А я остался с овцами. Нас было трое овчарей-людей и столько же овчарей-собак. И Бог знает, кто со своей работой справлялся лучше. Собаки были крупные, косматые, с седой мягкой шерстью, точно полонинная трава псявка. Возможно, именно потому так траву и называют - песья. А собак пан Джеордже называл человеческими именами - Ион, Василес, Петрос. Бывало, окликнешь кого-то - оглядываются и человек, и пес. Они, псы, угадывали, что от них хочешь, с полуслова, по свисту, а то и по взмаху руки. Они все понимали и все знали, разве что не говорили. Хотя человеку где-то на обособленной территории достаточно, чтобы его хоть кто-то слушал. Достаточно внимательных и полных доброты очей. Нет более близкого, более преданного нам существа, чем пес. Часто мы, люди, не заслуживаем того безмерного доверия и бескорыстной любви.
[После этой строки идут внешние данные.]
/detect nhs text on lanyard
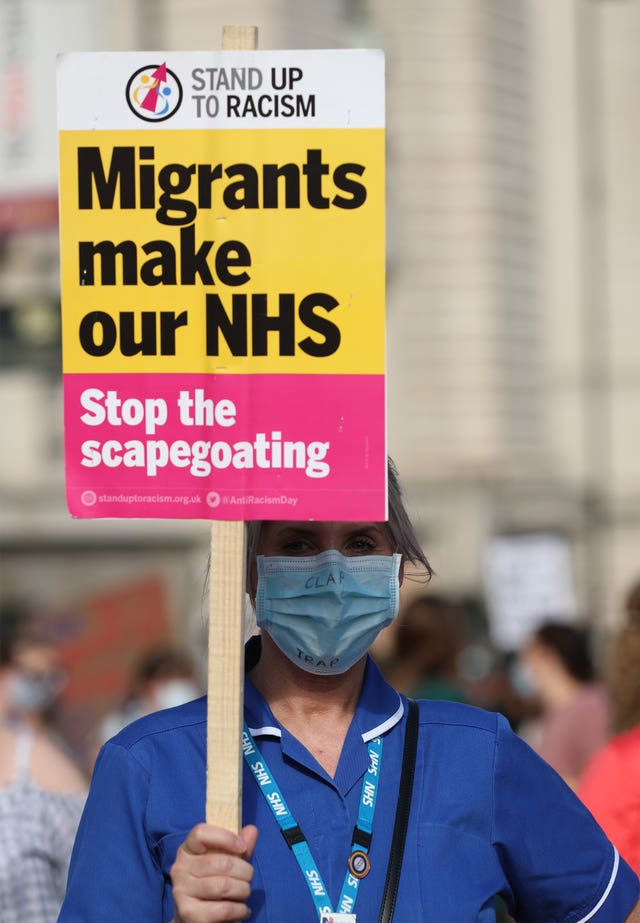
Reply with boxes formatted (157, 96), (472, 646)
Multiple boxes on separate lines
(242, 723), (382, 923)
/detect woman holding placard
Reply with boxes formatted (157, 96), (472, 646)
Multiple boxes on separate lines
(60, 466), (640, 923)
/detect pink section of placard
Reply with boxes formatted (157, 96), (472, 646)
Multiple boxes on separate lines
(64, 373), (386, 521)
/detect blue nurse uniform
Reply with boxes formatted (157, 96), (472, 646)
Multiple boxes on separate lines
(59, 659), (640, 923)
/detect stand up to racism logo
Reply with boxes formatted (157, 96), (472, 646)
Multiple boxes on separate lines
(126, 62), (182, 122)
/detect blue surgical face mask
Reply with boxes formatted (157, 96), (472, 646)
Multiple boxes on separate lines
(256, 551), (402, 674)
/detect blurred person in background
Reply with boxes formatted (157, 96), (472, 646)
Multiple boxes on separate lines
(89, 646), (202, 768)
(383, 593), (467, 702)
(519, 621), (612, 789)
(578, 579), (640, 872)
(0, 611), (87, 923)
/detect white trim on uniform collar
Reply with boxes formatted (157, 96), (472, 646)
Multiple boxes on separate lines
(249, 695), (404, 744)
(249, 725), (282, 737)
(578, 846), (620, 923)
(362, 695), (404, 744)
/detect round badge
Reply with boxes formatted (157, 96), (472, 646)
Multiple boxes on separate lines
(349, 849), (371, 878)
Когда я со временем бродил по Уссурийским дебрям, мой попутчик-китаец называл «людьми» тигров, изюбров, медведей, кабанов и даже букашек. Как я его понимал! А иногда и он беседовал со зверьем с закрытыми глазами. Как я ему завидовал, пока не научился этому.
С можжевеловой герлыгой - пастушьей палкой водил я отару с верха на верх, как в той чабанской песне. Мы, чабаны, окидывали взором пастбище сверху, а собаки берегли линию от чащи, чтобы дать отпор волку иль косолапому вуйку. Уберечься от него было трудно, и пока собаки для смелости собирались в свору, пока кто-то из нас набивал ружье, медведь успевал зарезать овцу. Собаки с глухим рычанием метались по кровавым следам, однако в лес потыкаться опасались. У одного был вырван глаз, у другого откушено ухо, третий прилегал на переднюю лапу. То были исправные пастушки и сторожевые псы.
В то лето научился я городить кошары-загоны, выдалбливать корыта для водопоя, доить овец и стричь ярок, излечивать маржину от коросты и парши, готовить сыр, солить брынзу, заправлять вурду - створоженное молоко, замешивать мамалыгу и варить твердый, как чабанский ремень, токан, который потом режется на столе тонкой проволокой. И главное - научился беречь живой огонь, что высекается в мае и не должен потухнуть до последнего дня летнего пребывания на полонине, иначе напасти, хвори обрушаться на стаю - чабанский стан.